Category | Patients with text entry (N) (%) | Patients with equivalent code (N) (%) | Patients with text only (N) (%) | Median time earliest text entry prior to RA code (days) (IQR) |
---|---|---|---|---|
DMARD | 114 (39%) | 131 (45%) | 27 (9%) | 38 (0–281) |
Rheumatoid arthritis | 121 (41%) | 294 (100%) | – | 34 (0–168) |
Inflammatory arthritis | 63 (21%) | 33 (11%) | 53 (18%) | 140 (28–256) |
Other arthritis | 124 (42%) | 41 (14%) | 109 (37%) | 148 (37.5–361) |
Synovitis | 54 (18%) | 11 (4%) | 48 (16%) | 82 (16–206) |
Referral to rheumatology | 126 (43%) | 122 (42%) | 61 (21%) | 68.5 (14–181) |
Joint pain | 193 (66%) | – | – | 169 (52–356) |
Effusion | 28 (10%) | – | – | 102 (15.5–278) |
Stiffness | 108 (37%) | – | – | 116.5 (18.5–263) |
Swelling | 137 (47%) | – | – | 148 (35–302) |
Any joint symptom | 221 (75%) | 133 (45%) | 106 (36%) | |
Rh test, no result | 94 (32%) | – | – | 47.5 (17–154) |
Positive Rh test | 62 (21%) | – | – | 66 (8–169) |
Negative Rh test | 25 (8.5%) | – | – | 178 (11–334) |
Any Rh test reference | 135 (46%) | 163 (55%) | 26 (9%) | |
Steroids | 86 (29%) | – | – | 119 (18–372) |
Non-specific inflammatory markers | 185 (63%) | 181 (62%) | 52 (18%) | 120 (23–298) |
DMARD, disease-modifying antirheumatic drug; RA, rheumatoid arthritis; Rh, rheumatoid factor.

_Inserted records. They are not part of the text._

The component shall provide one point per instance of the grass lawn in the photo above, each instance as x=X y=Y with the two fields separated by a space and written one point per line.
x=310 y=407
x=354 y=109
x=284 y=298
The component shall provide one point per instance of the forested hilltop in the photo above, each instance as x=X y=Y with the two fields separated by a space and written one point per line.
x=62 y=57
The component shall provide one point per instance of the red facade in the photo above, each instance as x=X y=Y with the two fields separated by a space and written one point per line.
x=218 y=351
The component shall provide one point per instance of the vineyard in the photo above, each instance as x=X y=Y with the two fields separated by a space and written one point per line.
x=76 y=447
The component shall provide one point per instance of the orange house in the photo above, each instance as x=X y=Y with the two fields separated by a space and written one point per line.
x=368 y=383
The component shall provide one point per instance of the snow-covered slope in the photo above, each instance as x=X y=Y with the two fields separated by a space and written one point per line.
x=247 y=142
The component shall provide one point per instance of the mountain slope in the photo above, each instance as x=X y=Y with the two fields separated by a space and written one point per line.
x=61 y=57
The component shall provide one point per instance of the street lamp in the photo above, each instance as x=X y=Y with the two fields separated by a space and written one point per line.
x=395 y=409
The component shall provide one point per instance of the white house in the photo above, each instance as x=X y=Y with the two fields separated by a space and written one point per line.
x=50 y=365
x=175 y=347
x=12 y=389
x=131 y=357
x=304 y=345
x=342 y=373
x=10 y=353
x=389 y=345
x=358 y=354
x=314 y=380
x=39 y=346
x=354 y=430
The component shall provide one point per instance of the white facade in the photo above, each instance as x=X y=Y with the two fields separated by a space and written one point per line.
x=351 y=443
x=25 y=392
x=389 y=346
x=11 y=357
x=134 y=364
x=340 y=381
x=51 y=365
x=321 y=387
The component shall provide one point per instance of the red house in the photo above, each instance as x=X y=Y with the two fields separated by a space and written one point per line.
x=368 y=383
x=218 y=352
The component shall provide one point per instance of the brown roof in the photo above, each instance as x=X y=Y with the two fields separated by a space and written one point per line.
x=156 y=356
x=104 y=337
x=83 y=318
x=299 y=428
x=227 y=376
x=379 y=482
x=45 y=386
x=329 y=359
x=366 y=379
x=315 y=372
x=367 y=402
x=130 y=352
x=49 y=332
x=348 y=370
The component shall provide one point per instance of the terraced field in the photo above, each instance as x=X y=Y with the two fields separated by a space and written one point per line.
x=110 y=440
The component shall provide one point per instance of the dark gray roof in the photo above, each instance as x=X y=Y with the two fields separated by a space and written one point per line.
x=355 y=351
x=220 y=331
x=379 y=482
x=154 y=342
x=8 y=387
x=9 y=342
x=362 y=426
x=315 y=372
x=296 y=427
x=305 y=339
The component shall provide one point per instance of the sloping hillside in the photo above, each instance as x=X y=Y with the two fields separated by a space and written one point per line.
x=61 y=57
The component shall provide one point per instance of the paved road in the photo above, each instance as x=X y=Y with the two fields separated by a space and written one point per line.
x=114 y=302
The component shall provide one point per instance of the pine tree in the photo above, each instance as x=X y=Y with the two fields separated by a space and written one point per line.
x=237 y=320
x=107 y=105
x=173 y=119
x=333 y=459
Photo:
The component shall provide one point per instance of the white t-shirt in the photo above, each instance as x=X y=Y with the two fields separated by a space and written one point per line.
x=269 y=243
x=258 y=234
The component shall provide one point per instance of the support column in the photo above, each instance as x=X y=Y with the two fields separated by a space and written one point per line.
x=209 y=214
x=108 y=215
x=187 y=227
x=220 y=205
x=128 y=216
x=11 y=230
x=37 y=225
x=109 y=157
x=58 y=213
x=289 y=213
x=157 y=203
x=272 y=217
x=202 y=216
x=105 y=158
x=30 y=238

Association of text and codes
Table 4 shows the top 20 codes under which RA-relevant text information was found, representing 56.6% of all RA-related text information. In total, 24.7% of relevant text information was found under the top three codes, ‘letter from specialist’, ‘patient reviewed’ and ‘seen in rheumatology clinic’. The majority of information was found under communication codes (7 of 20 codes) and general consultation codes (3 of 20).
Table 4.
Code | Frequency | % of all strings |
---|---|---|
Letter from specialist | 486 | 11.20 |
Patient reviewed | 296 | 6.82 |
Seen in rheumatology clinic | 290 | 6.69 |
Pain in joint—arthralgia | 228 | 5.26 |
Incoming mail NOS | 191 | 4.40 |
Rheumatoid arthritis | 182 | 4.20 |
Telephone encounter | 119 | 2.74 |
Had a chat with patient | 91 | 2.10 |
Erythrocyte sedimentation rate | 70 | 1.61 |
Nursing care blood sample taken | 56 | 1.29 |
Blood withdrawal | 53 | 1.22 |
Arthritis | 50 | 1.15 |
Pain | 47 | 1.08 |
Seen by rheumatologist | 47 | 1.08 |
Seen in hospital outpatients | 44 | 1.01 |
Incoming mail | 43 | 0.99 |
Hand pain | 42 | 0.97 |
Knee pain | 41 | 0.95 |
Communication from: | 40 | 0.92 |
Foot pain | 38 | 0.88 |
DMARD in text as a proxy for RA diagnosis
How many patients have DMARD>14 days prior to their code?
The earliest date that DMARDs were found in each patient's record is shown in figure 1. Sixty-four patients (22%) had DMARD text entries earlier than 14 days before the RA code, and these patients formed the ‘early DMARD group’. Those without an early DMARD entry formed the ‘comparison group’. Early DMARD patients had a median of four text entries about DMARDS (max 68), spanning up to 725 days (2 years) prior to RA code.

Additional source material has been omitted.